As simple as that is, that’s the movie. But like the very best of pure cinema, Open Water works on you like a jackhammer. It drags you in, plays with your fears, toys with your expectations, and delivers not only jolts, but also meaningful dialogue. Most of the film concentrates on the two lost souls and they’d better have something interesting to say to keep the audience alert. The filmmakers, Chris Kentis and Laura Lau, real-life husband and wife, do the impossible. Because they are actually married, Kentis and Lau understand how couples talk. And when Susan and Daniel talk, what they say has the ring of truth. Tension, trepidation, blame, recrimination, relaxation, and humor are part of the package. I marveled at the idea that I was watching two people float in dangerous water for nearly an hour and was interested in who they were, what they had to say, and most importantly, their well being.

I also liked the fact that Kentis (who wrote, directed, edited, and co-shot the movie) and Lau (who produced and co-shot the movie) avoided fakery. Those are real sharks you are seeing. And I especially liked the fact that this is not a cheesy thrill-seeking film, with overwrought special effects and blood, blood, blood. The dread you feel is based on primal terror. Kentis’ editing is sublime. He builds fear like a master.
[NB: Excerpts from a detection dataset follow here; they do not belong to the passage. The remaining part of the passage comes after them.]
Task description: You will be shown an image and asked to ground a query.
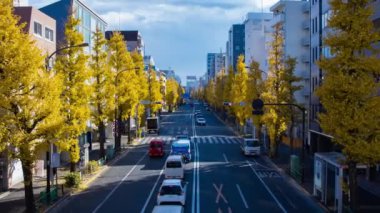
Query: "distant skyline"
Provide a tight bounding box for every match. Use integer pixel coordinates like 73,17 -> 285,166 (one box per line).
26,0 -> 279,83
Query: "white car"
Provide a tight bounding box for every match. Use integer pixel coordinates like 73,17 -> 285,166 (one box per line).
240,138 -> 261,155
152,205 -> 185,213
197,117 -> 206,126
157,179 -> 187,206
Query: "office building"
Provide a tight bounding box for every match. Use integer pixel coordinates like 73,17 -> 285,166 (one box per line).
270,0 -> 310,107
0,5 -> 56,192
244,13 -> 273,72
40,0 -> 107,53
207,53 -> 226,79
106,30 -> 144,57
226,24 -> 245,70
308,0 -> 380,152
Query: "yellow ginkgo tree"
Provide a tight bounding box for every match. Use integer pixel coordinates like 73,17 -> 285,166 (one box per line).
0,0 -> 63,212
262,25 -> 290,157
54,15 -> 92,171
230,55 -> 251,131
108,32 -> 139,151
131,51 -> 149,136
317,0 -> 380,212
89,29 -> 115,158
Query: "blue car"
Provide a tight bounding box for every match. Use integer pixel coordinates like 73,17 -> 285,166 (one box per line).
171,139 -> 191,162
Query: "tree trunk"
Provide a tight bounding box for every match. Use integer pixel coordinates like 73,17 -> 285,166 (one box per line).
99,121 -> 106,158
20,148 -> 36,213
70,162 -> 76,172
115,110 -> 122,152
127,115 -> 132,144
289,112 -> 294,154
348,161 -> 357,212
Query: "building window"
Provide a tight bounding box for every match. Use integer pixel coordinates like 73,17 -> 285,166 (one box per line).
34,22 -> 42,36
45,27 -> 54,41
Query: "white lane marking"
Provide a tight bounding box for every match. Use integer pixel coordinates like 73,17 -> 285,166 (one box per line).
140,167 -> 164,213
92,153 -> 147,213
191,138 -> 197,213
223,153 -> 229,163
246,160 -> 287,212
218,138 -> 224,144
197,141 -> 201,213
236,184 -> 249,209
212,183 -> 228,204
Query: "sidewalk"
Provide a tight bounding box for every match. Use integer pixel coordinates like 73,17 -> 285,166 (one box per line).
215,109 -> 380,213
0,135 -> 135,213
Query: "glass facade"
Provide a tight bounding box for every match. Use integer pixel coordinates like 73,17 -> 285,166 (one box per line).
73,1 -> 106,53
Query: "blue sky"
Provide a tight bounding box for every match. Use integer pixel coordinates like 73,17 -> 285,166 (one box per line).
29,0 -> 278,83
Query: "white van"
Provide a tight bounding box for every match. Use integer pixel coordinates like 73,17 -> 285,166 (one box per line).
164,155 -> 185,179
240,138 -> 261,155
152,205 -> 185,213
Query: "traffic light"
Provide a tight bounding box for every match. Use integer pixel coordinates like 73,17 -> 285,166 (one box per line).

There’s a moment in Open Water when Susan and Daniel start to argue about who is at fault for their predicament. The dialogue is so real, that for a moment you forget they might be shark food. They are two married people having it out. Both Blanchard Ryan as Susan and Daniel Travis as Daniel are utterly believable in their roles.

Open Water is unerringly gripping. It feels real. And it’s smart. No dumbing down here. But perhaps even better, everything about this movie is dangerous.

Now on to The Door In The Floor. The movie is based on a novel by John Irving entitled A Widow For One Year. The film doesn’t burrow deeply into Irving’s satirically comic sensibilities, so what we see onscreen really doesn’t fully capture the notion that this is a comic novel. Of course, the rule is to review the movie, not the source material; therefore, the good news for audiences is that this is a first-rate film.

At first hearing, the subject matter doesn’t seem like fodder for laughter, even if it’s the knowing intellectual kind. Screenwriter-director Tod Williams captures, with less humor than the book, Irving’s compelling story of parents still recovering from the death of their two sons’ in an automobile accident five years before. The father, Ted Cole (a magnificent Jeff Bridges), is a children’s book writer and illustrator. He’s a pompous ass, a drunk, and an unrepentant womanizer. The mother, Marion (an outstanding Kim Basinger), has been reduced in the wake of her beloved sons’ deaths to being little more than a zonked out robotic form, a mother and wife in name only. She can barely be a parent to the four-year-old daughter she and Ted produced in a mistaken effort to replace the lost sons and help assuage their trauma.

The Door in The Floor takes place in Long Island’s tony Hamptons and confines itself to one doomed summer, during which Marion and Ted agree to a trial separation. A 16-year-old hopeful future writer named Eddie (a promising young actor named Jon Foster) arrives to work as Ted’s assistant. It quickly becomes clear to Eddie that Ted requires little more from him than driving the author to his next sexual conquest, which frees up a lot of time for Eddie to do things interns generally don’t do (unless it’s the presidential kind, I guess). The kid masturbates sniffing Mrs. Cole’s underwear.

Needless to say, he gets caught by the missus. There’s no retribution, but instead the older woman finds some joy in establishing a sexual relationship with the lad. The sex and the togetherness (not necessarily the same thing) are treated by writer-director Williams in a nonjudgmental way. Williams – whose first film was the very accomplished, semi-autobiographical, and little seen The Adventures of Sebastian Cole – has a real flair for visual and verbal punches. His ear for dialogue is pitch perfect. This is a movie about people who don’t often communicate, but when they do communicate, it’s with subtle jabs.

The film The Door in the Floor also doesn’t drip too much venom on the Hamptons the way Irving does in his novel. It concentrates on the people, but these are characters that hold your interest throughout. Williams has chosen to soften the blows, but his cast is so good, you occasionally want to see them break loose. In his way, Bridges understands what’s going on better than do the other cast members and sometimes better than Williams. He ratchets up the energy and you’re grateful for it, but overall this is still a fascinating exercise in marital disintegration. You feel the pain and anger of lives adrift. By Michael Calleri ALT Movie Editor

On the surface, Open Water and The Door In The Floor may not seem to have much in common, aside from the notion in their titles of having something to do with going under. But both movies are about something husbands and wives do in their marriage, those moments when they dissect issues important and mundane.

In Open Water, a low budget but high quality adventure set in the middle of the ocean, the married couple starts to peel away the layers of their relationship as they are surrounded by sharks. In The Door In The Floor, a tense big budget drama about well-to-do people who cheat, the married couple has peeled away the layers of their relationship until their skin is raw.